Thousands gathered in the capital of North Korea to celebrate Kim Jong Un’s granddad’s birthday.
The anniversary of Kim Il Sung’s birthday is the most important national holiday in North Korea, as he is the man who founded the country in 1948.
The nation has since been ruled by the Kim family under a dictatorship for 74 years.
A choreographed display of loyalty took place in Kim Il Sung square, in Pyongyang, while Mr Kim waved from a balcony.
Ri Il Hwan, a member of the ruling Workers’ Party’s Politburo, issued a call for loyalty during a speech, saying that North Koreans will ‘always emerge victorious’ under Mr Kim’s guidance.
People marched with red plastic flowers, floats and political slogans before dancers performed in the square and fireworks were set off.
North Korea seemingly opted not to show off its military weapons amid tensions over its nuclear arsenal.

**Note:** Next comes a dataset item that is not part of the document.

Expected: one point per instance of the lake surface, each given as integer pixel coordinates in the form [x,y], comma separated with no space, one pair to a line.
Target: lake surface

The country wants the US to accept it as a nuclear power and remove current economic sanctions.
Recent commercial satellite images imply that North Korea is planning a big military parade in Pyongyang. It is believed the parade might take place on April 25.
Mr Kim is also expected to continue his escalation of North Korea’s weapons testing over the next few weeks and months.
This could mean test-flying missiles or nuclear explosives over Japan.
The country has already started off 2022 its first flight test of intercontinental ballistic missiles (ICBMs) since 2017.
South Korea’s military has also detected signs that North Korea is rebuilding tunnels at a nuclear testing ground it partially dismantled weeks before Mr Kim’s first summit with then-US president Donald Trump in June 2018.
The recent and upcoming weapon activity is thought to be a tactic to force the US to engage with North Korea’s wishes to become an accepted nuclear power.
But the Biden administration is seemingly preoccupied with the war in Ukraine and China’s rise as a world power.
Mr Kim will also be trying to rebuild support from his people as he has promised to develop nuclear weapons and free North Korea from the US’s economic sanctions currently crippling the country’s economy.